Whilst giving a lecture to the dead on common sense, Rees-Mogg perfectly exhibits just how much he lacks it himself. In this election, the Conservatives are trying to appeal to the working classes and are thus attempting to unshackle themselves of the public perception that they’re the nasty party, for the rich and privileged. So what does the posh-top-hat-wearing-toff do? He claims that if the working class victims of Grenfell fire were as clever as he, they’d all have been fine.

So entitled and lacking in empathy is Jacob that instead of, like any decent human would, understanding it as an unimaginable horror that nobody could predict their response to, clever Jacob would have known better than those idiotic corpses.

The irony being, Mogg is clearly so lacking in common sense that, rather than go along with the Tory farce as the party of the people, he’ll become the human mannequin displaying austerity at its finest. Though he was patently wrong that the victims of the Grenfell fire lacked sense for obeying the instructions of those who’s job it is to rescue people from fires, he is right that it wouldn’t have happened to him.
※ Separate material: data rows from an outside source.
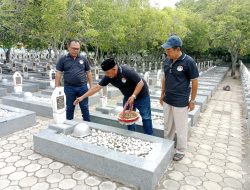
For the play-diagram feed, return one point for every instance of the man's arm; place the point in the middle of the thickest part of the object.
(162, 90)
(58, 78)
(135, 93)
(90, 78)
(90, 92)
(194, 89)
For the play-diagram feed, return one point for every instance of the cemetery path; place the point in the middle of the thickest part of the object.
(218, 148)
(218, 155)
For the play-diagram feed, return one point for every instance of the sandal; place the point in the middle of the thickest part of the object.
(178, 156)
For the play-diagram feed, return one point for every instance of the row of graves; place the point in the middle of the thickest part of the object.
(245, 83)
(104, 145)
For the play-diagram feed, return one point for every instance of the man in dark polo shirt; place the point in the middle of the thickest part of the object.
(77, 74)
(132, 86)
(179, 70)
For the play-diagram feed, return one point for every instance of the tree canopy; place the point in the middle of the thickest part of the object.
(128, 26)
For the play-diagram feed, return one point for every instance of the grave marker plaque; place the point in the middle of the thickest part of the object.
(59, 105)
(17, 80)
(60, 102)
(1, 73)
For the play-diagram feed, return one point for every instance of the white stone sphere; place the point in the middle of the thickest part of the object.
(27, 95)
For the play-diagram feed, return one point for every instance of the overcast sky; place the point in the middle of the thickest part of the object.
(163, 3)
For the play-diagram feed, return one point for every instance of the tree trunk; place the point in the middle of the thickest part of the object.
(7, 55)
(234, 56)
(54, 47)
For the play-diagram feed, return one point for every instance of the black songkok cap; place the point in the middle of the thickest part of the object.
(108, 64)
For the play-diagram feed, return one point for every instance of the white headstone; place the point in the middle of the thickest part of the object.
(143, 67)
(5, 81)
(158, 77)
(96, 73)
(59, 105)
(25, 71)
(104, 96)
(13, 66)
(27, 95)
(52, 77)
(18, 82)
(146, 77)
(1, 74)
(47, 68)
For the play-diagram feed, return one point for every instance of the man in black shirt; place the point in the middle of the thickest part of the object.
(77, 74)
(132, 86)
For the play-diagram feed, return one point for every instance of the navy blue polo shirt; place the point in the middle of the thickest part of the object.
(177, 80)
(126, 80)
(74, 70)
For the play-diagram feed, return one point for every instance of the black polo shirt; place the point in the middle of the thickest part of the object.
(74, 70)
(177, 80)
(126, 80)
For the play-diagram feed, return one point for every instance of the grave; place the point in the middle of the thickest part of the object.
(143, 170)
(17, 85)
(39, 104)
(25, 71)
(11, 117)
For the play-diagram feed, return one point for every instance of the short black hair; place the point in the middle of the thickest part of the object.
(73, 40)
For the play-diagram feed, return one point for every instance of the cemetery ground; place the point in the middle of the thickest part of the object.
(217, 158)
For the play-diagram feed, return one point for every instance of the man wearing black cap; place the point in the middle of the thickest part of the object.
(132, 86)
(179, 70)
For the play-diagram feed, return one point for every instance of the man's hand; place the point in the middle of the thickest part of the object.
(191, 105)
(131, 102)
(161, 100)
(78, 100)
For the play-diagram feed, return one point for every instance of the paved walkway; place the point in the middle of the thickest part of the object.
(217, 157)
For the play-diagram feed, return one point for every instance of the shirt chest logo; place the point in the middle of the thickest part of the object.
(180, 68)
(124, 80)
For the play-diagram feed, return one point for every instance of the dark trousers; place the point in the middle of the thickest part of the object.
(144, 107)
(72, 93)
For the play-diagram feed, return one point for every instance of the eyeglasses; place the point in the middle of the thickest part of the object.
(75, 49)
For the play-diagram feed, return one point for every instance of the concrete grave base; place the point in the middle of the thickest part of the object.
(129, 169)
(3, 92)
(27, 87)
(103, 116)
(22, 120)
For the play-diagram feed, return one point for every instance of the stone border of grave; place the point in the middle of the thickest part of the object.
(12, 123)
(245, 83)
(128, 169)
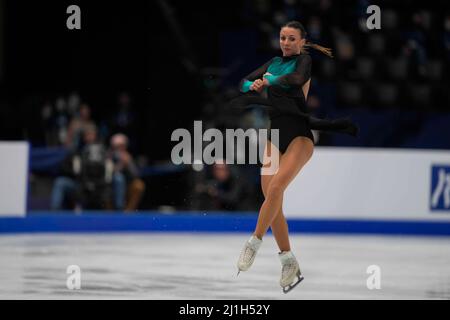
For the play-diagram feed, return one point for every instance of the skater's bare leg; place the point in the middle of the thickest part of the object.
(296, 156)
(279, 225)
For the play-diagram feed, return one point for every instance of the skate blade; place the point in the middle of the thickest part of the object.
(292, 286)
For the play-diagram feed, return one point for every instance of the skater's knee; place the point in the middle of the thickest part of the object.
(275, 189)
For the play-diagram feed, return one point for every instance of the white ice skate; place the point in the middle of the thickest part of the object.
(248, 254)
(289, 272)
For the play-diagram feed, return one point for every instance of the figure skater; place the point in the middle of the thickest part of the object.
(285, 82)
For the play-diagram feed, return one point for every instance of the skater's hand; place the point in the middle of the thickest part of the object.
(212, 191)
(258, 85)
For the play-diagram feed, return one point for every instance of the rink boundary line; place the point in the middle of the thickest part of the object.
(217, 222)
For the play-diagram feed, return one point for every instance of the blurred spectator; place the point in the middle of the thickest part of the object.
(123, 119)
(127, 187)
(77, 126)
(85, 176)
(222, 191)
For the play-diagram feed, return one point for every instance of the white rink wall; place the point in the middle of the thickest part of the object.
(371, 183)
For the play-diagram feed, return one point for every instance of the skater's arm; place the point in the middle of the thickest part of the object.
(298, 78)
(246, 83)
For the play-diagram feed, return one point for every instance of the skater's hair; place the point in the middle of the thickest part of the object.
(297, 25)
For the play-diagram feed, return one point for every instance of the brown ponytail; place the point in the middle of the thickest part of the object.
(324, 50)
(297, 25)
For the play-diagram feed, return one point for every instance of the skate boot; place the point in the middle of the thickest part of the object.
(290, 272)
(248, 254)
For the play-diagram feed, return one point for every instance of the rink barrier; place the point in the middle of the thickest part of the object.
(216, 222)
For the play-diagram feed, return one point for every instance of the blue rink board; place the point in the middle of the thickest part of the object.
(187, 221)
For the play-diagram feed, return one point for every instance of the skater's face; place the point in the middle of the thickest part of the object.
(85, 112)
(291, 41)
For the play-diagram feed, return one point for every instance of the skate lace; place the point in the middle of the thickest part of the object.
(248, 254)
(288, 268)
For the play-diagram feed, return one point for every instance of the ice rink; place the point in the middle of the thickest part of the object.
(202, 266)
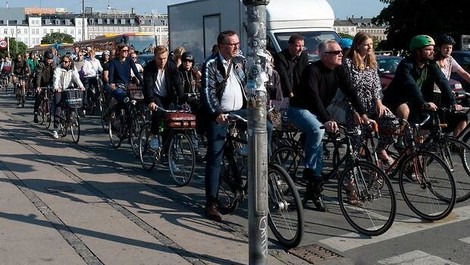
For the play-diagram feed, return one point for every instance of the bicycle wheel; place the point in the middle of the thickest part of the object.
(427, 186)
(366, 198)
(181, 158)
(146, 154)
(137, 123)
(286, 218)
(230, 190)
(116, 125)
(75, 127)
(455, 154)
(290, 160)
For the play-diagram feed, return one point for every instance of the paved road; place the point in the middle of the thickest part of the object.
(62, 203)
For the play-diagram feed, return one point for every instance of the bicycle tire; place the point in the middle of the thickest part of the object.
(286, 218)
(290, 160)
(146, 154)
(115, 129)
(430, 196)
(75, 128)
(181, 158)
(455, 153)
(230, 190)
(373, 211)
(137, 123)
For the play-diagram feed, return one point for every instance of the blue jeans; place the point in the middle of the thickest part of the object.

It wouldn’t have happened to him, not because he’s smarter but because he’s richer and his type broadly look out for themselves. It wouldn’t have happened to him, because, born into privilege, he would never have had to live in a building so remarkably unsafe.

You’d think that being born with a silver spoon in your mouth, you might express gratitude that you’ve not had to endure the hardship of those less fortunate. Nope, not Mogg. If the poor die so that the rich can save a few pennies by covering the cracks of withering council buildings in cladding with a flammability akin to petrol, so be it. Collateral damage.

It’s not as if this disaster can be brushed aside as an unavoidable mistake to learn from. What is entirely unforgivable is that the residents of Grenfell Tower had repeatedly written to the council, flagging their concerns about the safety of their building, their home. Definitive proof that in Tory Britain, if you’re poor, your voice isn’t to be heard. Or worse still, heard yet ignored.

Grenfell Tower is in the Royal Borough of Kensington and Chelsea, one of the wealthiest local authorities in the country; it has the greatest gap between rich and poor anywhere in Britain. Grenfell was home to poorer, mainly ethnic-minority residents. Would this have happened in an expensive block of flats? No. Would the voices of the wealthy have been ignored? No.

So thanks Jacob Rees-Mogg for doing Labour’s work for them. Thank you for embodying a caricature of the Tory party’s soul: callous, entitled and lacking empathy. Thank you Jacob Rees-Mogg for displaying such an unfathomable lack of common sense.